I’m currently developing an Open Source anti exploit module. At the moment, I raycast from all the players’ last known positions to their current positions every half second. The following is a visualization of a false flag noclip attempt that the anti exploit picked up:
The red line is the direction of the ray, with the white sphere being the cast start point, the red being the contact point, and the gold sphere being the end point. Is there a method to calculate what length of the ray the part in question occupies? I’m trying to ignore shallow noclip pickups as they’re almost certainly people just cornering walls.
You seem to have the red sphere also. If you have got the ray unit then you can check for hit position with normal unit from white sphere (so you have this as red sphere) and another ray (from yellow sphere) but with inverted unit so you will detect two positions where the surface is and after you can just calculate their magnitude.
Simplified example: local MainRay = Ray.new(start, (end-start)) local BackRay = Ray.new(end, (start, end)) -- inverted one local hit, position, normal = game.Workspace:FindPartOnRay(MainRay) local invertedhit, invertedposition, invertednormal = game.Workspace:FindPartOnRay(BackRay) local depth = (position-invertedposition).magnitude
Cast another ray going the other direction. The endpoint would be the hit position of the first ray, the origin would be the hit position + the direction of the original ray times the length of the part’s longest diagonal. The depth would the the distance between the two hits.
-- Casts a ray with a given origin and direction (direction includes the ray's length!)
-- Returns nil if there was nothing hit,
-- or the hit part, hit position, and the depth.
local function raycastWithDepthChecking(origin, direction)
local hit, pos = workspace:FindPartOnRay(Ray.new(origin, direction))
if hit then
local diagonalLength = hit.Size.magnitude
local reverseLook = -direction.unit
local rDirection = reverseLook*diagonalLength
local rOrigin = hit - rDirection
local reverseRay = Ray.new(rOrigin, rDirection)
local _, rPos = workspace:FindPartOnRayWithWhitelist(reverseRay, { hit })
local depth = (rPos - pos).magnitude
return hit, pos, depth
else
return nil
end
end
Yeah, I think you can just raycast from the start point and back from the end point, then consider the two surfaces that were hit.
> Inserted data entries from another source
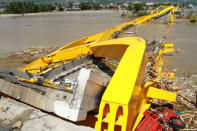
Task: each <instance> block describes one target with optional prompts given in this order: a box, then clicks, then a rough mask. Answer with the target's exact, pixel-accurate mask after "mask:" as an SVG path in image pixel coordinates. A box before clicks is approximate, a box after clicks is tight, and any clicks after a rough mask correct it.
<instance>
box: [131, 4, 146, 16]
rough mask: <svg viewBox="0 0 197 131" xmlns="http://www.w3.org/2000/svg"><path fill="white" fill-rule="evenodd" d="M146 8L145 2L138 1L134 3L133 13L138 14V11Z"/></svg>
mask: <svg viewBox="0 0 197 131" xmlns="http://www.w3.org/2000/svg"><path fill="white" fill-rule="evenodd" d="M141 10H144V8H143V4H141V3H136V4H134V5H133V13H134V14H137V15H138V12H139V11H141Z"/></svg>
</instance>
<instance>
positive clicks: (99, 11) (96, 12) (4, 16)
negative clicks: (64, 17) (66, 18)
mask: <svg viewBox="0 0 197 131" xmlns="http://www.w3.org/2000/svg"><path fill="white" fill-rule="evenodd" d="M113 11H118V10H106V9H105V10H104V9H103V10H80V11H61V12H58V11H57V12H40V13H24V14H0V17H18V16H50V15H51V16H53V15H66V14H83V13H85V14H89V13H90V14H91V13H104V12H113Z"/></svg>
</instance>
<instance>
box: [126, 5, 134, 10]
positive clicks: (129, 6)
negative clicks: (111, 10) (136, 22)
mask: <svg viewBox="0 0 197 131" xmlns="http://www.w3.org/2000/svg"><path fill="white" fill-rule="evenodd" d="M127 10H128V11H130V12H132V11H133V4H129V5H128V7H127Z"/></svg>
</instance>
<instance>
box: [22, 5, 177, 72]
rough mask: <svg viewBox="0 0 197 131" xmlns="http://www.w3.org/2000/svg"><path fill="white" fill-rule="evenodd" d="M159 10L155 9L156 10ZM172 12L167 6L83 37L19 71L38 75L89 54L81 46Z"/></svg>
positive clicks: (62, 47)
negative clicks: (44, 70)
mask: <svg viewBox="0 0 197 131" xmlns="http://www.w3.org/2000/svg"><path fill="white" fill-rule="evenodd" d="M159 8H160V7H159ZM159 8H157V10H158V9H159ZM172 10H174V7H173V6H169V7H167V6H166V8H165V9H164V10H162V11H160V12H158V13H154V11H153V13H151V14H150V15H147V16H142V17H139V18H137V19H135V20H133V21H131V22H126V23H123V24H121V25H119V26H116V27H113V28H110V29H109V30H106V31H105V32H101V33H98V34H95V35H92V36H89V37H85V38H83V39H81V40H78V41H75V42H73V43H70V44H67V45H65V46H63V47H62V48H60V49H58V50H57V51H55V52H53V53H51V54H50V55H48V56H46V57H43V58H39V59H37V60H35V61H33V62H32V63H30V64H28V65H26V66H24V67H23V68H21V69H20V71H23V72H24V71H28V72H30V73H37V74H38V73H40V72H42V71H43V70H44V69H48V67H49V68H51V66H48V65H49V64H51V63H55V62H61V61H62V59H63V60H64V61H69V60H71V59H74V58H77V57H80V56H81V54H83V55H85V54H86V55H87V54H88V53H89V52H87V50H88V49H87V50H86V49H85V51H82V48H81V46H88V44H89V43H94V44H95V43H98V42H101V41H105V40H109V39H112V35H113V34H114V33H115V32H118V31H120V32H121V33H122V34H124V33H125V31H124V30H123V28H124V27H126V26H133V25H137V24H141V23H143V22H146V21H148V20H151V19H152V18H154V17H157V16H159V15H162V14H164V13H166V12H168V11H172ZM78 48H80V49H81V52H80V53H79V54H78V53H77V52H78V51H79V50H80V49H78ZM83 48H88V47H83ZM68 49H70V52H72V54H70V55H69V56H68V55H65V54H68V53H65V52H67V51H68ZM71 50H72V51H71ZM73 54H74V55H73ZM72 55H73V56H72Z"/></svg>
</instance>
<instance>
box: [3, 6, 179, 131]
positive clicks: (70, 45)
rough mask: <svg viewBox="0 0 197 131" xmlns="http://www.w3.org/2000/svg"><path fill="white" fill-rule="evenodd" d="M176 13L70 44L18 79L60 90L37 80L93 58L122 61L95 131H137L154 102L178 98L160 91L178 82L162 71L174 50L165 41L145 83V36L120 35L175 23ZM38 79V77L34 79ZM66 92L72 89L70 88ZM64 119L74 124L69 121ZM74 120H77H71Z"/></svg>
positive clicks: (103, 101) (53, 81)
mask: <svg viewBox="0 0 197 131" xmlns="http://www.w3.org/2000/svg"><path fill="white" fill-rule="evenodd" d="M161 8H162V10H161ZM174 11H175V7H173V6H161V7H159V8H157V9H155V10H154V11H153V12H152V13H151V14H150V15H147V16H142V17H139V18H137V19H135V20H133V21H131V22H127V23H123V24H121V25H119V26H116V27H113V28H110V29H108V30H106V31H104V32H101V33H98V34H96V35H92V36H89V37H86V38H83V39H81V40H78V41H75V42H73V43H70V44H67V45H65V46H63V47H62V48H60V49H58V50H57V51H55V52H53V53H51V54H49V55H47V56H45V57H42V58H39V59H37V60H35V61H33V62H31V63H30V64H27V65H26V66H24V67H23V68H21V69H20V70H19V72H24V73H26V74H30V75H32V74H33V75H32V77H29V78H26V77H22V75H21V76H20V73H18V74H19V75H17V76H16V77H17V80H18V81H20V82H23V83H31V84H35V85H41V86H45V87H50V88H55V89H58V88H59V87H58V86H57V84H56V83H55V82H54V81H52V80H51V79H47V77H44V78H43V79H42V82H41V83H38V80H37V79H38V78H39V76H45V74H46V72H50V71H53V70H54V69H57V68H59V67H61V66H62V65H65V64H66V63H68V62H72V61H73V60H75V59H81V58H84V57H87V56H92V55H93V56H94V57H97V58H107V59H115V60H119V61H120V62H119V63H118V65H115V66H116V70H115V73H114V74H113V76H112V78H111V80H110V82H109V84H108V85H107V88H106V89H105V91H104V93H103V94H102V98H101V101H100V102H99V112H98V114H97V115H96V118H97V121H96V123H95V129H96V130H98V131H101V130H108V131H114V130H121V131H130V130H135V128H136V127H137V126H138V124H139V123H140V121H141V119H142V118H143V113H144V111H145V110H146V109H149V107H150V105H151V103H152V98H155V99H161V100H166V101H175V100H176V94H175V93H172V92H169V91H166V90H162V89H159V88H160V87H159V85H158V81H161V80H162V79H163V78H164V77H165V78H174V74H173V73H165V72H162V66H163V57H164V56H163V55H164V54H165V53H170V52H173V51H174V49H173V48H172V47H173V44H166V41H162V42H161V45H160V48H159V50H158V53H157V55H156V57H155V58H154V63H152V71H153V72H154V73H155V74H156V75H155V77H154V80H150V81H144V80H143V79H144V74H145V72H146V70H147V63H148V61H149V60H148V54H147V52H146V48H147V45H146V42H145V40H143V39H142V38H140V37H123V38H122V37H121V36H123V35H124V34H125V33H126V31H127V30H129V29H130V28H132V27H133V26H135V25H139V24H141V23H144V22H146V21H151V20H152V19H155V18H158V17H160V16H163V15H165V14H167V13H170V14H171V15H170V20H169V24H174ZM65 70H66V69H65ZM34 75H35V76H37V77H34ZM64 88H66V89H67V90H69V89H70V87H69V86H65V87H64ZM1 92H3V93H5V94H8V95H11V94H9V93H6V92H5V91H3V89H1ZM25 102H26V103H28V102H27V101H25ZM38 102H39V101H38ZM28 104H31V103H28ZM32 105H34V104H32ZM40 108H41V107H40ZM71 112H72V111H71ZM63 117H64V116H63ZM65 118H67V119H69V117H66V116H65ZM70 120H72V119H71V118H70ZM76 121H77V120H76Z"/></svg>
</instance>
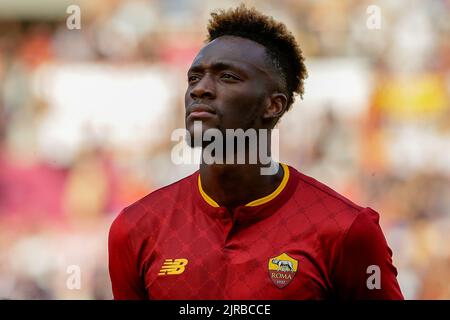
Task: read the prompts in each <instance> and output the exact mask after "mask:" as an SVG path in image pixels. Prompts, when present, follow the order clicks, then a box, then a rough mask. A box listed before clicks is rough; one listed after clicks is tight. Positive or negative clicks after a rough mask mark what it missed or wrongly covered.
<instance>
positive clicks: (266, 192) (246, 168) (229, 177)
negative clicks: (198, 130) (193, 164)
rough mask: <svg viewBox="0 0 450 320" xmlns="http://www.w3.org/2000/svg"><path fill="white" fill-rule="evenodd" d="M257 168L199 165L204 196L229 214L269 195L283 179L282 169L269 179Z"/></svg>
mask: <svg viewBox="0 0 450 320" xmlns="http://www.w3.org/2000/svg"><path fill="white" fill-rule="evenodd" d="M263 167H265V166H263V165H262V164H260V163H257V164H205V163H202V164H200V177H201V183H202V188H203V190H204V192H205V193H206V194H207V195H208V196H210V197H211V198H212V199H213V200H214V201H216V202H217V203H218V204H219V205H220V206H224V207H226V208H228V209H229V210H232V209H233V208H235V207H237V206H240V205H245V204H247V203H249V202H251V201H253V200H256V199H258V198H262V197H264V196H266V195H269V194H270V193H272V192H273V191H275V189H276V188H277V187H278V185H279V184H280V183H281V180H282V179H283V168H282V167H281V166H278V171H277V172H276V173H275V174H273V175H262V174H261V169H262V168H263Z"/></svg>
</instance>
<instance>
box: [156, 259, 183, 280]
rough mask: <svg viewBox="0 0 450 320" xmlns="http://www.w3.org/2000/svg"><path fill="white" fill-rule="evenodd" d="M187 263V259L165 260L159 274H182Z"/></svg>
mask: <svg viewBox="0 0 450 320" xmlns="http://www.w3.org/2000/svg"><path fill="white" fill-rule="evenodd" d="M187 264H188V260H187V259H175V260H173V259H166V260H164V263H163V265H162V267H161V270H159V273H158V276H165V275H172V274H181V273H183V272H184V269H185V267H186V265H187Z"/></svg>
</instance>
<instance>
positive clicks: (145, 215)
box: [110, 172, 197, 234]
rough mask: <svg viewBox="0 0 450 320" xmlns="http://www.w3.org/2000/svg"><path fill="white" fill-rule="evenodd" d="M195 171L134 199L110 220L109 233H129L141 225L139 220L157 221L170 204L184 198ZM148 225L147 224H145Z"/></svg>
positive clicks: (193, 180)
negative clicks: (136, 198) (176, 179)
mask: <svg viewBox="0 0 450 320" xmlns="http://www.w3.org/2000/svg"><path fill="white" fill-rule="evenodd" d="M196 177H197V172H194V173H193V174H191V175H189V176H187V177H185V178H183V179H181V180H178V181H176V182H174V183H172V184H169V185H167V186H165V187H162V188H160V189H157V190H155V191H153V192H151V193H149V194H148V195H146V196H144V197H143V198H141V199H139V200H137V201H135V202H134V203H132V204H130V205H129V206H127V207H126V208H124V209H122V211H121V212H120V213H119V214H118V216H117V217H116V218H115V219H114V221H113V222H112V225H111V228H110V233H118V234H121V233H125V234H127V233H129V232H131V231H136V230H137V229H140V228H142V227H143V225H145V224H142V223H140V222H142V221H144V220H145V221H148V220H151V222H153V223H151V224H154V223H158V220H160V219H161V218H162V217H164V212H165V211H167V210H168V209H169V208H170V207H171V205H173V204H175V203H177V202H179V201H182V200H183V199H186V198H187V197H188V196H187V195H188V194H189V192H188V190H192V185H193V183H194V181H195V178H196ZM147 225H148V224H147Z"/></svg>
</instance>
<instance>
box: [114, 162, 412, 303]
mask: <svg viewBox="0 0 450 320" xmlns="http://www.w3.org/2000/svg"><path fill="white" fill-rule="evenodd" d="M282 166H283V169H284V177H283V180H282V182H281V184H280V185H279V186H278V188H277V189H276V190H275V191H274V192H273V193H272V194H270V195H268V196H266V197H264V198H261V199H258V200H255V201H252V202H250V203H248V204H247V205H243V206H239V207H237V208H236V209H235V210H234V211H233V212H228V211H227V209H226V208H225V207H221V206H219V205H218V204H217V203H216V202H215V201H214V200H213V199H211V198H210V197H209V196H208V195H207V194H205V192H204V191H203V190H202V187H201V179H200V175H199V172H198V171H197V172H195V173H194V174H192V175H190V176H188V177H186V178H184V179H182V180H180V181H178V182H175V183H173V184H171V185H169V186H166V187H164V188H161V189H159V190H157V191H155V192H153V193H151V194H149V195H147V196H145V197H144V198H142V199H140V200H139V201H137V202H135V203H134V204H132V205H130V206H129V207H127V208H125V209H124V210H123V211H122V212H121V213H120V214H119V215H118V217H117V218H116V219H115V220H114V222H113V224H112V226H111V229H110V233H109V272H110V277H111V282H112V288H113V293H114V298H115V299H205V300H206V299H216V300H222V299H227V300H228V299H261V300H270V299H290V300H294V299H403V296H402V293H401V291H400V288H399V285H398V283H397V280H396V276H397V270H396V268H395V267H394V266H393V264H392V258H391V256H392V252H391V250H390V249H389V247H388V245H387V243H386V240H385V237H384V235H383V232H382V230H381V228H380V226H379V224H378V219H379V216H378V214H377V213H376V212H375V211H374V210H372V209H370V208H362V207H359V206H357V205H355V204H354V203H352V202H351V201H349V200H347V199H346V198H344V197H343V196H341V195H339V194H338V193H336V192H335V191H333V190H332V189H330V188H328V187H326V186H325V185H323V184H321V183H320V182H318V181H316V180H314V179H313V178H310V177H308V176H306V175H303V174H301V173H300V172H298V171H297V170H295V169H294V168H292V167H289V166H286V165H282Z"/></svg>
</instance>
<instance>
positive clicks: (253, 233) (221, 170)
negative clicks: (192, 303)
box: [109, 6, 403, 299]
mask: <svg viewBox="0 0 450 320" xmlns="http://www.w3.org/2000/svg"><path fill="white" fill-rule="evenodd" d="M208 32H209V38H208V42H207V44H206V45H205V46H204V47H203V48H202V49H201V50H200V52H199V53H198V55H197V56H196V58H195V59H194V61H193V63H192V66H191V68H190V69H189V72H188V88H187V91H186V96H185V107H186V129H187V130H188V132H189V133H190V134H191V135H195V134H196V133H197V132H196V130H197V129H196V126H195V122H196V121H200V122H201V124H202V131H201V132H202V133H205V132H206V131H207V130H209V129H216V130H218V131H219V132H225V131H226V130H227V129H243V130H249V129H253V130H260V131H262V130H264V129H269V131H268V132H269V133H268V134H269V135H270V129H272V128H273V127H274V126H275V124H276V123H277V121H278V120H279V119H280V117H281V116H282V115H283V114H284V113H285V112H286V111H287V110H288V109H289V108H290V106H291V105H292V103H293V101H294V94H295V93H297V94H299V95H300V96H302V94H303V81H304V79H305V78H306V75H307V73H306V68H305V65H304V62H303V56H302V52H301V50H300V48H299V47H298V46H297V44H296V42H295V39H294V38H293V36H292V35H291V34H290V33H289V32H288V31H287V30H286V28H285V26H284V25H283V24H281V23H278V22H276V21H274V20H273V19H272V18H269V17H267V16H264V15H262V14H261V13H259V12H257V11H256V10H254V9H247V8H245V7H244V6H240V7H238V8H236V9H234V10H229V11H220V12H219V13H213V14H212V19H211V20H210V23H209V26H208ZM197 131H198V130H197ZM259 140H260V139H259ZM259 140H258V141H259ZM202 146H203V151H205V149H206V147H207V146H208V143H205V142H202ZM258 148H261V146H258V147H257V148H256V149H258ZM268 148H270V146H269V145H268V146H266V149H268ZM253 149H255V147H254V146H253ZM253 149H252V146H249V147H247V148H246V149H245V159H246V160H247V161H246V163H245V164H239V163H237V164H236V163H235V164H228V163H220V161H217V162H215V163H207V162H205V161H203V162H202V163H201V164H200V169H199V171H197V172H195V173H194V174H192V175H190V176H188V177H186V178H184V179H182V180H180V181H178V182H176V183H173V184H171V185H169V186H166V187H164V188H162V189H159V190H157V191H155V192H153V193H151V194H149V195H147V196H146V197H144V198H142V199H140V200H139V201H137V202H136V203H134V204H132V205H130V206H129V207H127V208H125V209H124V210H123V211H122V212H121V213H120V214H119V216H118V217H117V218H116V220H115V221H114V222H113V224H112V226H111V229H110V236H109V269H110V276H111V281H112V288H113V293H114V297H115V299H402V298H403V297H402V294H401V291H400V288H399V285H398V283H397V280H396V275H397V271H396V269H395V267H394V266H393V264H392V259H391V254H392V253H391V251H390V249H389V247H388V245H387V243H386V240H385V238H384V236H383V233H382V231H381V229H380V227H379V224H378V218H379V216H378V214H377V213H376V212H375V211H373V210H372V209H370V208H362V207H359V206H357V205H356V204H354V203H352V202H351V201H349V200H347V199H345V198H344V197H343V196H341V195H339V194H338V193H336V192H335V191H333V190H331V189H330V188H328V187H326V186H325V185H323V184H321V183H319V182H318V181H316V180H314V179H312V178H310V177H308V176H306V175H303V174H301V173H299V172H298V171H297V170H296V169H294V168H292V167H290V166H287V165H285V164H281V166H275V168H277V170H274V171H273V172H272V173H273V174H262V169H263V167H264V164H263V163H262V162H261V161H257V163H249V161H248V158H249V152H250V151H251V150H253ZM233 151H235V148H233ZM266 151H268V150H266ZM233 155H234V156H236V154H233ZM216 156H217V158H218V159H219V160H223V159H224V158H223V155H222V154H221V153H220V150H219V151H217V153H216ZM234 158H235V157H234Z"/></svg>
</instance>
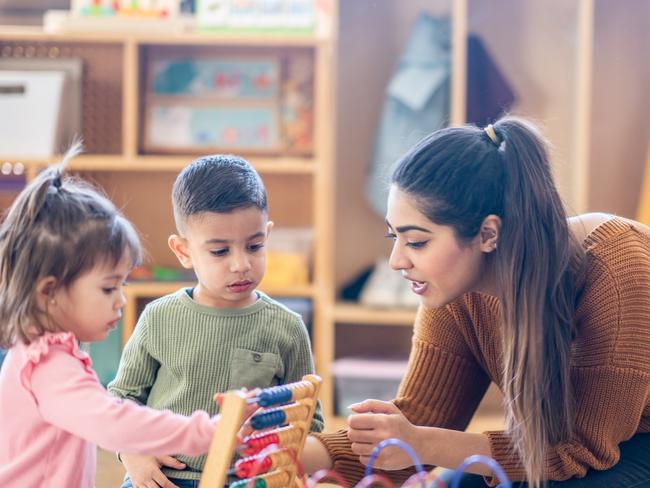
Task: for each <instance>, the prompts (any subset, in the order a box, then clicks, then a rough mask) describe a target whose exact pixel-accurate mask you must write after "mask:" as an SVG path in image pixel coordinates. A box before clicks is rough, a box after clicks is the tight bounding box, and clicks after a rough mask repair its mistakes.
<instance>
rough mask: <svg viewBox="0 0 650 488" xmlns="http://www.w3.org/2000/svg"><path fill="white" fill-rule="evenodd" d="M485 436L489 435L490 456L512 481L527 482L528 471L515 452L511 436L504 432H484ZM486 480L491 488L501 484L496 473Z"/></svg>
mask: <svg viewBox="0 0 650 488" xmlns="http://www.w3.org/2000/svg"><path fill="white" fill-rule="evenodd" d="M484 434H485V435H487V437H488V440H489V442H490V456H491V457H492V459H494V460H495V461H496V462H497V463H499V465H500V466H501V468H502V469H503V471H504V472H505V473H506V474H507V475H508V478H510V481H526V471H525V470H524V467H523V465H522V463H521V459H520V458H519V455H518V454H517V453H516V452H515V449H514V446H513V445H512V442H511V440H510V436H509V435H508V434H506V433H505V431H503V430H496V431H489V432H484ZM484 478H485V482H486V483H487V484H488V485H489V486H496V485H497V484H499V479H498V477H497V476H496V474H495V473H492V475H491V476H485V477H484Z"/></svg>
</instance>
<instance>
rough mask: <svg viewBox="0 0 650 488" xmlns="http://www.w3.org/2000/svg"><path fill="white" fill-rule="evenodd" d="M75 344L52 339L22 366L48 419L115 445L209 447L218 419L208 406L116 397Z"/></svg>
mask: <svg viewBox="0 0 650 488" xmlns="http://www.w3.org/2000/svg"><path fill="white" fill-rule="evenodd" d="M72 340H74V339H72ZM75 348H76V344H71V343H70V342H60V343H54V344H51V345H49V346H48V347H47V349H45V350H43V351H42V352H39V355H38V357H35V358H33V359H32V360H31V361H30V363H29V364H28V366H27V367H26V368H25V369H24V370H23V373H22V383H23V385H24V387H25V388H27V389H28V391H29V392H30V393H31V395H32V396H33V398H34V400H35V402H36V404H37V406H38V409H39V411H40V413H41V415H42V417H43V419H44V420H45V421H46V422H48V423H50V424H52V425H55V426H57V427H59V428H60V429H63V430H65V431H67V432H69V433H71V434H73V435H75V436H78V437H80V438H83V439H86V440H88V441H90V442H92V443H95V444H97V445H99V446H101V447H103V448H104V449H107V450H112V451H123V452H124V451H126V452H134V453H141V454H150V455H162V454H176V453H186V454H190V455H197V454H203V453H205V452H207V450H208V449H209V446H210V442H211V440H212V436H213V433H214V422H215V421H214V419H211V418H210V416H209V415H208V414H207V413H206V412H195V413H194V414H193V415H192V416H190V417H185V416H182V415H177V414H174V413H172V412H169V411H162V412H161V411H157V410H153V409H150V408H147V407H142V406H140V405H137V404H136V403H133V402H131V401H128V400H121V399H118V398H115V397H112V396H110V395H109V394H108V393H107V392H106V390H105V389H104V388H103V387H102V386H101V385H100V384H99V382H98V381H97V377H96V375H95V374H94V372H93V371H92V369H90V361H89V359H88V358H87V356H85V355H83V353H76V352H75Z"/></svg>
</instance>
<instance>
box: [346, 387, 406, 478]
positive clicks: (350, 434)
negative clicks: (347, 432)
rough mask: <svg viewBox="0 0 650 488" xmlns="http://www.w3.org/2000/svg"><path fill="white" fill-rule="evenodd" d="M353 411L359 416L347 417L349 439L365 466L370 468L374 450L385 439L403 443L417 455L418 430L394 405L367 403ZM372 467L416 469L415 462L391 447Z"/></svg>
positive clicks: (399, 451)
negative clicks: (370, 462) (415, 468)
mask: <svg viewBox="0 0 650 488" xmlns="http://www.w3.org/2000/svg"><path fill="white" fill-rule="evenodd" d="M350 408H351V409H352V410H353V411H354V412H356V415H351V416H350V417H348V426H349V430H348V438H349V439H350V441H352V451H353V452H354V453H355V454H357V455H359V460H360V461H361V463H362V464H366V465H367V464H368V460H369V459H370V453H371V452H372V450H373V449H374V448H375V446H376V445H377V444H379V443H380V442H381V441H383V440H386V439H391V438H396V439H400V440H401V441H404V442H406V443H407V444H409V445H410V446H411V447H412V448H413V449H415V451H416V452H418V446H419V442H418V434H419V431H418V427H417V426H415V425H413V424H412V423H411V422H409V421H408V420H407V419H406V417H404V414H403V413H402V412H401V411H400V409H399V408H397V407H396V406H395V405H394V404H393V403H390V402H383V401H380V400H365V401H363V402H361V403H355V404H354V405H351V406H350ZM373 466H374V467H376V468H379V469H386V470H396V469H402V468H407V467H409V466H413V461H412V459H411V457H410V456H409V455H408V454H407V453H406V452H405V451H404V450H403V449H400V448H398V447H395V446H389V447H387V448H385V449H383V450H382V451H381V452H380V453H379V456H378V457H377V459H376V460H375V462H374V464H373Z"/></svg>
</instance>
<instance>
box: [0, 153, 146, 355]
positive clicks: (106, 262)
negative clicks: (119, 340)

You could probably get pretty sophisticated about this, like checking the alignment of the surface normals; if they’re pointing away from each other (normal1:Dot(normal2) < 0) then you can guess they walked right through a part.
I would be really careful about implementing a system like this, though. You really don’t want any false positives.
If the endpoint of the original ray happens to land inside the part itself, then you won’t hit anything. Your second raycast should also only have the original part hit as it’s whitelist, just in case there is another part behind the original part.